Since organic and inorganic non-living materials have extensive similarities in their atomic structures to living materials, we may conclude that physical materials are, in a weak sense, also made in the image of God.
The postulate of theism, that all things in the world (all the human and inhuman, all the good and the barely good) are each a ‘kind of image of God’, allows us to make significant progress in theistic science. The properties of God must be conceived in such a way that our being such images is a sensible claim. The non-trivial question is then to determine what kind of lesser image should be envisaged in each case. The following chapters will describe the structures of the world in such a way that they can be images of the divine. This is the heart of theistic science, which describes general structures for mental and physical objects. Our task will be to identify the specific parts of this structure. This is easier since fortunately many of them have already been discovered by science.
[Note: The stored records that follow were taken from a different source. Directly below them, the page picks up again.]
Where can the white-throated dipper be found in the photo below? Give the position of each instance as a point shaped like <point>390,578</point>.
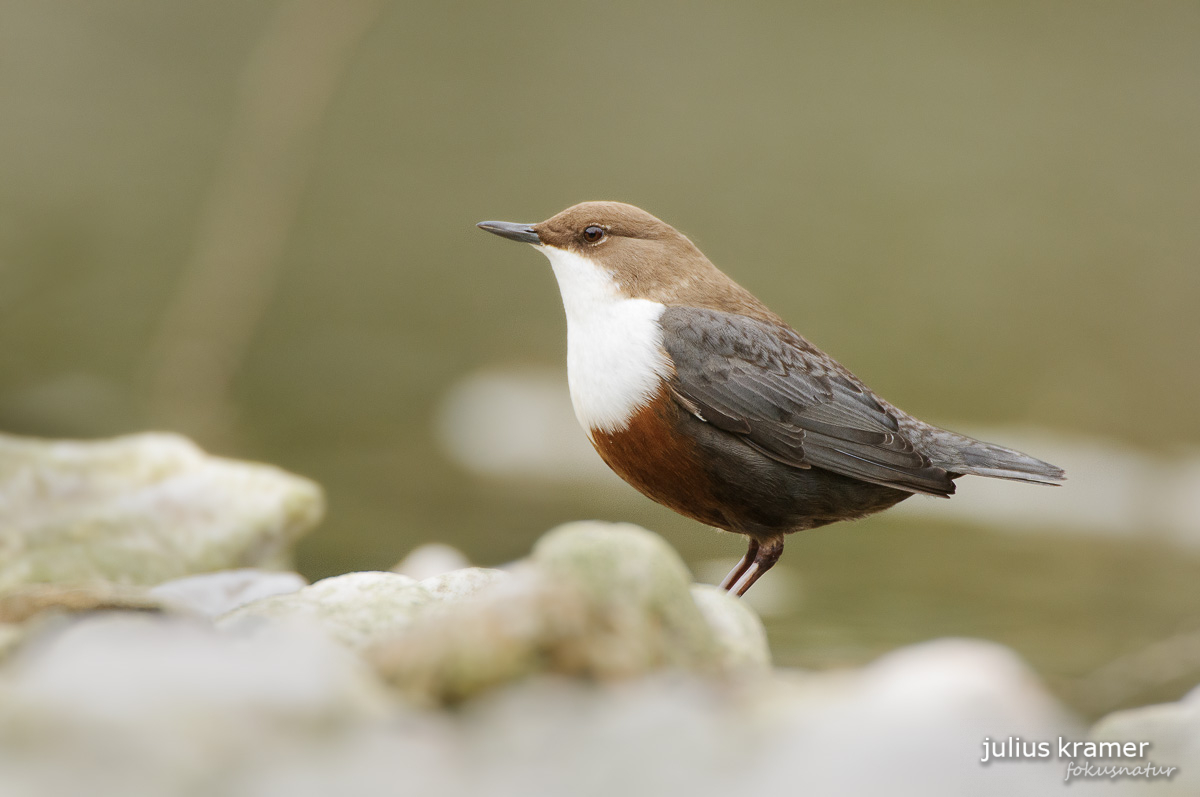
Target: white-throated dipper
<point>708,402</point>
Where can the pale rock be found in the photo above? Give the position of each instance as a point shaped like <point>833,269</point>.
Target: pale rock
<point>357,609</point>
<point>211,594</point>
<point>741,637</point>
<point>141,510</point>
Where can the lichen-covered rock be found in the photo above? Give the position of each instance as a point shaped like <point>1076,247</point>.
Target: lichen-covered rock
<point>357,609</point>
<point>599,600</point>
<point>741,637</point>
<point>211,594</point>
<point>22,604</point>
<point>141,510</point>
<point>637,589</point>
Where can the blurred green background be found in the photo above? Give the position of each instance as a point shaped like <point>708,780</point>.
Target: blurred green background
<point>252,223</point>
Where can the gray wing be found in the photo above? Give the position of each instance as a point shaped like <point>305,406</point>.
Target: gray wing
<point>790,401</point>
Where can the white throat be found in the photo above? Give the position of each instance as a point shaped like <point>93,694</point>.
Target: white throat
<point>615,355</point>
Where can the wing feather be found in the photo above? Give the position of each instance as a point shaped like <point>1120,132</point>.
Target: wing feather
<point>790,401</point>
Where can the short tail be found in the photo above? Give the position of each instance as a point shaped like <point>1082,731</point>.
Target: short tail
<point>960,454</point>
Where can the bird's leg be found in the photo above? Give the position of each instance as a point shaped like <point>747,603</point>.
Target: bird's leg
<point>766,555</point>
<point>747,561</point>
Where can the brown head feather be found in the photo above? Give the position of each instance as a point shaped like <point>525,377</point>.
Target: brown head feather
<point>649,258</point>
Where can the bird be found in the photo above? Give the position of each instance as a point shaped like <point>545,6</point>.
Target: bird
<point>706,401</point>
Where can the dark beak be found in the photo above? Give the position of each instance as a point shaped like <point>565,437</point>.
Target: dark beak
<point>523,233</point>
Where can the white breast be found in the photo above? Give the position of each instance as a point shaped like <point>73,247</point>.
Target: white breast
<point>615,355</point>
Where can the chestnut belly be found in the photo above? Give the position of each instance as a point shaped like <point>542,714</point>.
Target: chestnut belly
<point>713,477</point>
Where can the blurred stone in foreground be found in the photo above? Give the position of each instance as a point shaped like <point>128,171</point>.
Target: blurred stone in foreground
<point>141,510</point>
<point>595,600</point>
<point>592,667</point>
We note that the principle of
imageo dei is often criticized as anthropomorphic, as if God were (to much amusement) the ideal creature of each group of humans or animals. However, we are proceeding in the other direction: we are starting from basic features of God and seeing how the world might be constituted and might function in the presence of such a God. In a genuine theism, this is not at all the anthropomorphic ‘God in the image of man’, but rather ‘
theomorphic’: man in the image of God.